And three of our former racers are right back where they enjoyed success -- at the race track, working as stable ponies or outrider ponies. We hope, and I believe, that they are delighted to have found a way to keep active in a place that they love.



Diligent Gambler & Leah Gyarmati on the Belmont training track

We claimed Diligent Gambler, a big gray gelding by Diligence, in 2004, and he went on to win 8 races for us from 28 starts, missing an in-the-money finish only five times. Including his efforts for other trainers, his lifetime record was 44-12-8-10, with earnings of over $365,000. And in 2004 he won a total of 9 races, including those before we claimed him, and was named Florida-bred Claimer of the Year.

By 2007, DG had long since been claimed away, and his racing career was winding down. Our partners generously contributed enough money to buy him back from his last owner. We gave him some time for rest and recuperation, and then Leah Gyarmati, who had trained DG for us for all of those 28 starts, was able to bring him back to the track as her stable pony. Every morning DG takes Leah to the track to watch her horses work out. DG also loves to teach the new two-year-olds how to act like professionals. Right now, DG is with Leah at Saratoga, enjoying the clean, fresh upstate air and looking forward, at age 9, to many more years of useful work at the track.
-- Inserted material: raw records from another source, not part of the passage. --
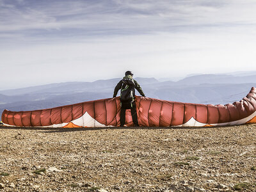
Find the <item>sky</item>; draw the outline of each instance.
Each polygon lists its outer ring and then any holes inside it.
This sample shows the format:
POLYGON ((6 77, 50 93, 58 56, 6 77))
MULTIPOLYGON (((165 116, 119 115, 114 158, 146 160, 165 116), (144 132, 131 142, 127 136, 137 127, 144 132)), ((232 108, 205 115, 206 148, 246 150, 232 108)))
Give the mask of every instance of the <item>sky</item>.
POLYGON ((256 70, 255 0, 0 0, 0 90, 256 70))

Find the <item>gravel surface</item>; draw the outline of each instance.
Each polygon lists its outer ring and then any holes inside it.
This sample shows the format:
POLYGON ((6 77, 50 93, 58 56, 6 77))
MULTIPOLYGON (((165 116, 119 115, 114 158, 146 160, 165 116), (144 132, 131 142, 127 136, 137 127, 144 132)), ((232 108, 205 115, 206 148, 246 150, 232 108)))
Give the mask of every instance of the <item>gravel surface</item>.
POLYGON ((256 191, 256 125, 0 127, 0 191, 256 191))

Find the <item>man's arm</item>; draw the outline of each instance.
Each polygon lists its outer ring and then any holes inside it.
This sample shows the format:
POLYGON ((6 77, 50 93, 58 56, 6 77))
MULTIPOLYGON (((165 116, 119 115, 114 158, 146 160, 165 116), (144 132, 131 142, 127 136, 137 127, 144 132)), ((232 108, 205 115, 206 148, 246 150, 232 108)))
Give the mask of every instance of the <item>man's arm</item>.
POLYGON ((142 96, 142 97, 145 97, 145 94, 143 93, 143 91, 142 90, 141 88, 140 87, 140 85, 138 83, 138 82, 135 80, 134 81, 134 83, 135 83, 135 88, 137 90, 137 91, 139 92, 140 94, 142 96))
POLYGON ((116 87, 115 88, 114 90, 114 95, 113 95, 113 97, 116 97, 117 95, 117 92, 118 92, 118 90, 122 88, 122 84, 123 84, 123 82, 122 80, 119 81, 119 83, 116 84, 116 87))

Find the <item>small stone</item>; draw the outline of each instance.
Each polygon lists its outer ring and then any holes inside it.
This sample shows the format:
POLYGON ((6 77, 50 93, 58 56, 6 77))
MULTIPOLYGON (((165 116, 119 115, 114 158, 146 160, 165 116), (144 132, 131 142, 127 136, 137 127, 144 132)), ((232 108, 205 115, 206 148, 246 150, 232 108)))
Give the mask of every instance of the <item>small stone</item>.
POLYGON ((44 173, 44 172, 39 172, 38 174, 39 174, 39 175, 45 175, 45 173, 44 173))
POLYGON ((227 189, 228 186, 220 183, 218 185, 217 185, 216 188, 219 189, 227 189))
POLYGON ((188 182, 188 184, 189 186, 195 186, 195 183, 193 182, 192 182, 192 181, 189 181, 189 182, 188 182))
POLYGON ((91 186, 91 185, 88 183, 86 183, 82 186, 82 187, 85 187, 85 188, 90 187, 90 186, 91 186))
POLYGON ((51 166, 47 169, 47 171, 49 172, 61 172, 61 170, 57 169, 55 167, 53 166, 51 166))
POLYGON ((114 189, 120 190, 120 188, 118 186, 115 186, 114 189))
POLYGON ((4 185, 3 183, 0 183, 0 189, 3 189, 4 188, 4 185))
POLYGON ((186 186, 185 189, 188 191, 194 191, 194 188, 190 186, 186 186))
POLYGON ((172 190, 172 191, 175 191, 176 190, 176 185, 175 184, 171 184, 170 186, 170 189, 172 190))
POLYGON ((29 168, 28 167, 26 167, 26 166, 22 166, 22 167, 21 168, 21 169, 22 169, 22 170, 28 170, 29 168))
POLYGON ((40 186, 35 185, 35 186, 33 186, 33 188, 34 189, 38 189, 38 188, 40 188, 40 186))
POLYGON ((100 189, 97 190, 97 192, 108 192, 107 190, 105 190, 104 189, 100 189))

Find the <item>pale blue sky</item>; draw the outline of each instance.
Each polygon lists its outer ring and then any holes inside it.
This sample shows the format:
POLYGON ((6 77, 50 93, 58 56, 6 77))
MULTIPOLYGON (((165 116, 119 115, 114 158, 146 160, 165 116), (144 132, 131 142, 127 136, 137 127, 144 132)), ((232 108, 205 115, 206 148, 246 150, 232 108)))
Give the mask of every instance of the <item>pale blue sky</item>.
POLYGON ((0 90, 256 70, 252 0, 0 0, 0 90))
Brave Sir Robin (r) working on the Belmont pony track

We bought Brave Sir Robin (Runaway Groom-Brave Hearted; if you know Monty Python, you’ll know how he got his name) as a yearling in 2003, and he raced for us until his retirement, some 39 races later, in 2008. Although he only won three of those races, Brave Sir Robin tried hard all the time, finished in the money in nearly half his races, and earned over $150,000. Jimmy Ferraro trained Brave Sir Robin for us.

When we retired Robin, complete with a retirement party at a Long Island restaurant, we were fortunate enough to be able to send him to the late John Hettinger’s Akindale Farm in upstate New York. It took him a year or so before he was ready to go to work again. And then trainer Bobbi Rossi, who had been one of Jimmy Ferraro's assistants, decided that he would make an ideal pony. So Bobbi, now training on her own, brought him back to Belmont, where, as the above picture shows, he takes his job of teaching babies very seriously.


Charlie, trainer Keith & groom Curtis head for the Hialeah track

And finally, the first horse ever to run in Castle Village Farm’s colors, Warwhatisitgoodfor, is still, a dozen years later, on the race track, working as an outrider pony at Gulfstream and Calder.

Charlie, as we knew him, for his Charlie-Chaplin-like walk, was claimed by a group of friends who all lived at the Castle Village apartment development in upper Manhattan. Hence the stable name. Along with trainer Keith Sirota and co-owners sportswriter Paul Moran and ace handicapper Stuie Rubin, we raced Charlie in New Jersey and Florida, getting win pictures at Hialeah and the Meadowlands and enjoying the thrill of being in the races.

Charlie kept running until he was 10 years old, then seamlessly transitioned into his role as a pony, leading the young ‘uns to the starting gate. We wish him many more years of productive work at the track.